Ok with exh 17 years ds13 dd11. Exh announced didnt love me but didnt know what to do about it couldnt make leap to go. In my case I had known how he felt for a long time but closed my eyes to it. Then began confiding in ow about month afrer telling me ,barmaid for 9 years where he drinks , and it quickly became an EA . He left Boxing Day under a bad cloud . He sees dcs and on the whole has behaved well waited a couple of months before full on affair and is still with ow.
DD finished primary school today and I managed to be calm through leavers assembly, phew !
Exh and ow gone on holiday today to Italy on a holiday we did as a family on many many occasions. Apparently exh was busy telling a mutual male friend all about it last night. This friend is horrified that exh can be so crass as to be taking ow rather than dcs on this particular holiday and I too dont know what he is thinking of.

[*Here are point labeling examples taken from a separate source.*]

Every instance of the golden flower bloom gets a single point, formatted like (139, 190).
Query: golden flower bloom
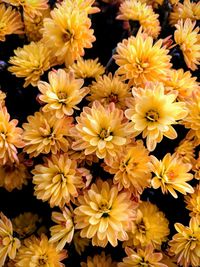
(193, 202)
(187, 9)
(80, 243)
(154, 113)
(142, 257)
(185, 245)
(56, 180)
(181, 81)
(101, 130)
(67, 33)
(33, 25)
(188, 39)
(130, 167)
(63, 232)
(89, 68)
(25, 224)
(140, 60)
(104, 214)
(191, 121)
(8, 243)
(185, 151)
(108, 89)
(62, 93)
(143, 13)
(150, 227)
(101, 260)
(10, 22)
(14, 174)
(10, 138)
(171, 174)
(37, 252)
(30, 62)
(44, 133)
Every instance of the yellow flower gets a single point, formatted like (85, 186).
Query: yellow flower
(62, 93)
(142, 257)
(30, 62)
(89, 68)
(101, 130)
(63, 232)
(101, 260)
(44, 133)
(193, 202)
(56, 180)
(108, 89)
(134, 10)
(171, 174)
(25, 224)
(150, 227)
(154, 113)
(104, 214)
(192, 121)
(130, 168)
(80, 243)
(67, 33)
(140, 60)
(187, 9)
(10, 22)
(8, 243)
(185, 245)
(10, 138)
(181, 81)
(14, 174)
(188, 39)
(33, 25)
(37, 252)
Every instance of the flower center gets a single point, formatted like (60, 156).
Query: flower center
(152, 115)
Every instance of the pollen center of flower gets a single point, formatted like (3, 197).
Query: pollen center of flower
(152, 115)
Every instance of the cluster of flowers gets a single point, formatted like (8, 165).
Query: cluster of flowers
(91, 117)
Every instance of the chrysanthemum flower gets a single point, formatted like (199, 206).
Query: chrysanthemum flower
(8, 243)
(67, 33)
(10, 22)
(188, 39)
(154, 113)
(101, 260)
(136, 11)
(14, 174)
(62, 93)
(101, 130)
(171, 174)
(108, 89)
(25, 224)
(30, 62)
(56, 180)
(39, 252)
(140, 60)
(181, 81)
(63, 232)
(104, 214)
(185, 245)
(142, 257)
(10, 138)
(130, 168)
(80, 243)
(33, 25)
(193, 202)
(89, 68)
(187, 9)
(150, 227)
(44, 133)
(191, 121)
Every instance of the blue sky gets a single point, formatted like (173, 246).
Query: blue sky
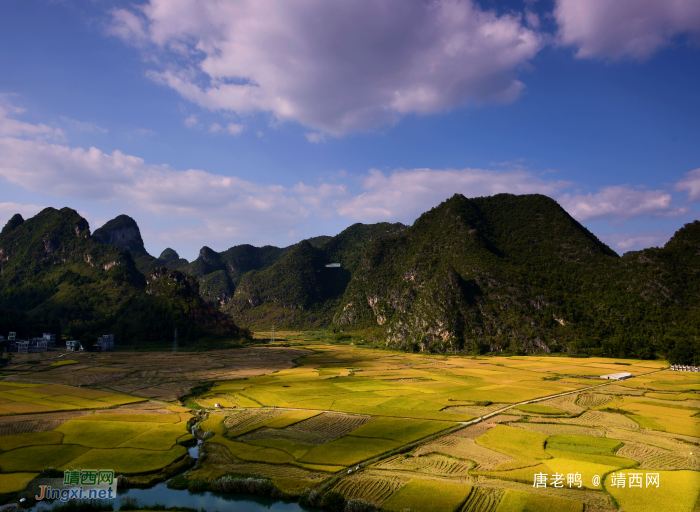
(225, 122)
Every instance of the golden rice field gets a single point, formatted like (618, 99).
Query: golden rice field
(403, 431)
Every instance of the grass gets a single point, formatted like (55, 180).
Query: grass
(101, 434)
(677, 491)
(517, 501)
(64, 362)
(15, 482)
(539, 409)
(38, 458)
(348, 450)
(13, 442)
(518, 443)
(158, 437)
(428, 496)
(583, 444)
(127, 461)
(403, 430)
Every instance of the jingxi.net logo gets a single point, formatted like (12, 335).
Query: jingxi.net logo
(87, 484)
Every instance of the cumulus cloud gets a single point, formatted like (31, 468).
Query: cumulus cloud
(405, 194)
(8, 209)
(235, 128)
(82, 126)
(315, 137)
(690, 184)
(624, 28)
(335, 67)
(621, 202)
(623, 242)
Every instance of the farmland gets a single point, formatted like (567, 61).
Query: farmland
(429, 432)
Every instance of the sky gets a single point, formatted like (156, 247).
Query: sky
(224, 122)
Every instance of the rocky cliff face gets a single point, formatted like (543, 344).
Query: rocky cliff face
(122, 232)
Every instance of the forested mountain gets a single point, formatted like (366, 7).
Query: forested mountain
(55, 276)
(512, 274)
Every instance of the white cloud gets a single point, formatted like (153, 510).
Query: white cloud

Out of character for me I texted exh and said I couldnt believe what hes doing and he is showing himself to be the crass selfish person everyone knows him to be. His public image is everything to him so I hope that hit home and as per an earlier posting of mine I hope their 10 days is riddled with ghosts from the past. Twunt.
On a happier note I am feeling good now knowing I wont see or hear from him for 10 days and I dont need to worry about running into them etc. I have decided today that although this hasnt been an easy month I am giving in to self pity and negativity too much . I need to get back to how I was for ages ie living in the moment , enjoying my dcs and be grateful at how happy and well adjusted to living with just me they are .
I didnt want to split and worked hard in the last couple of years knowing he was unhappy to win back his affections but it wasnt to be. Now I want to start thinking about my future , accept calmly the things that need to happen and try to begin to feel good about myself again and focus on the positive stuff - a cliche but its going to help me scrabble out of this furrow I have been in lately.
I am out on an end of term girls night later and dont want exh name even mentioned!!